Diaspora Magazine/ Dans le but de promouvoir le développement du tourisme, des arts et de la culture en République centrafricaine, madame Mauricette Psimhis, chef de ce département a accordé une interview à Diaspora Magazine le 15 mai 2015 à son cabinet afin de présenter son programme.

 

Diaspora magazine : Vous venez d’être nommée ministre du Tourisme. Quelles sont vos premières impressions ?


Mauricette Psimhis : Ce ministère est un grand département avec trois secteurs : celui du Tourisme, des Arts et  de la Culture et enfin celui de l’Artisanat. Ce sont des domaines assez spécifiques qui sous tendent un peu l’économie de la RCA, notamment l’artisanat avec 4% du PIB. Donc, c’est quand même des secteurs importants. Cependant avec les crises que notre pays a connues ces derniers temps, le tourisme qui est une activité qui a besoin de sécurité a connu un frein du fait des crises militaro-politiques.

Quelles sont, aujourd’hui, les difficultés que rencontre votre département ?
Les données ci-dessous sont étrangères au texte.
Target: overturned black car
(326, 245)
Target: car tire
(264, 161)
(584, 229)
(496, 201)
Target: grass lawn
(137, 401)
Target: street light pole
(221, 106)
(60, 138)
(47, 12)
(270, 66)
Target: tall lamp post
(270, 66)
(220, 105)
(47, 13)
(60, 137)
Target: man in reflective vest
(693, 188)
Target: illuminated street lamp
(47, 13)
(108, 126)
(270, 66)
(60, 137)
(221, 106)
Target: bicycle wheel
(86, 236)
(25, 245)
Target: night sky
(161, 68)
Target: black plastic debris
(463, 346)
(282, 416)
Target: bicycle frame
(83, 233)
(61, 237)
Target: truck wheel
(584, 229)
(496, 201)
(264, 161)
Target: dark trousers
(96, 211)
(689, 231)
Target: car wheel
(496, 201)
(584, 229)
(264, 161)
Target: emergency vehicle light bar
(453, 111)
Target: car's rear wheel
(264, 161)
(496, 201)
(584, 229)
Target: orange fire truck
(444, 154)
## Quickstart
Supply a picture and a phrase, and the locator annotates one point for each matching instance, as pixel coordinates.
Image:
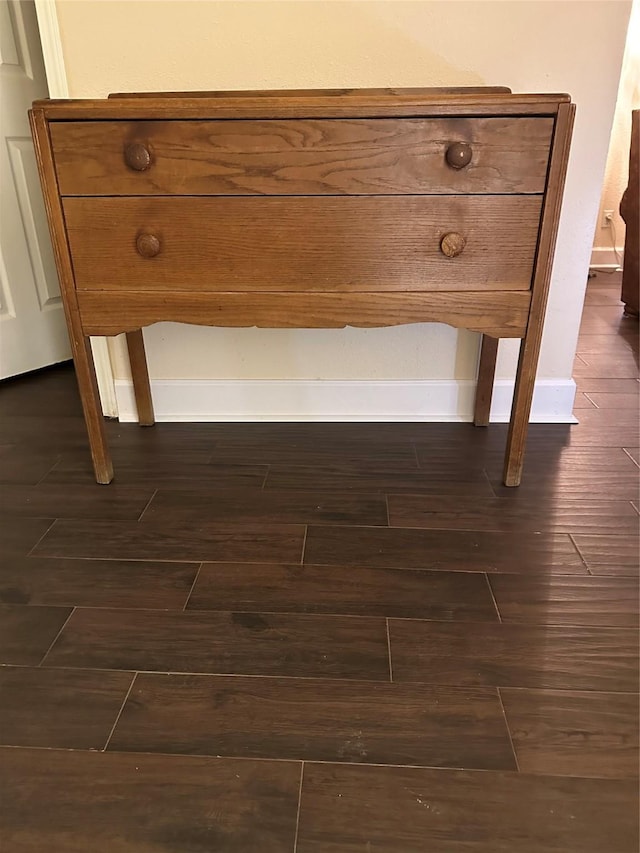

C’est d’abord les difficultés que connait le pays. Sur le plan sécuritaire pour avoir des touristes, il faut avoir un pays calme. Un pays qui attire. A ce niveau là,  tant que la situation ne se sera pas calmée, on ne peut pas faire des projets d’envergure. Donc, aujourd’hui avec le gouvernement de la transition dirigé par le Premier ministre Mahamat Kamoun sous l’impulsion de son excellence madame la présidente Catherine Samba Panza, nous mettons en œuvre l’architecture de ce que sera notre département après la transition.


Donc, on met en place le cadre légal, on élabore les grandes lignes d’activités pour sortir les projets qui seront des projets types et des projets prioritaires afin de relancer les différents domaines du tourisme, des arts et de la culture ainsi que de l’artisanat sachant que la culture est transversale. Elle entre en ligne de compte dans la refondation de notre pays parce que la culture est une activité qui permet aux Centrafricains de renouer avec leur identité.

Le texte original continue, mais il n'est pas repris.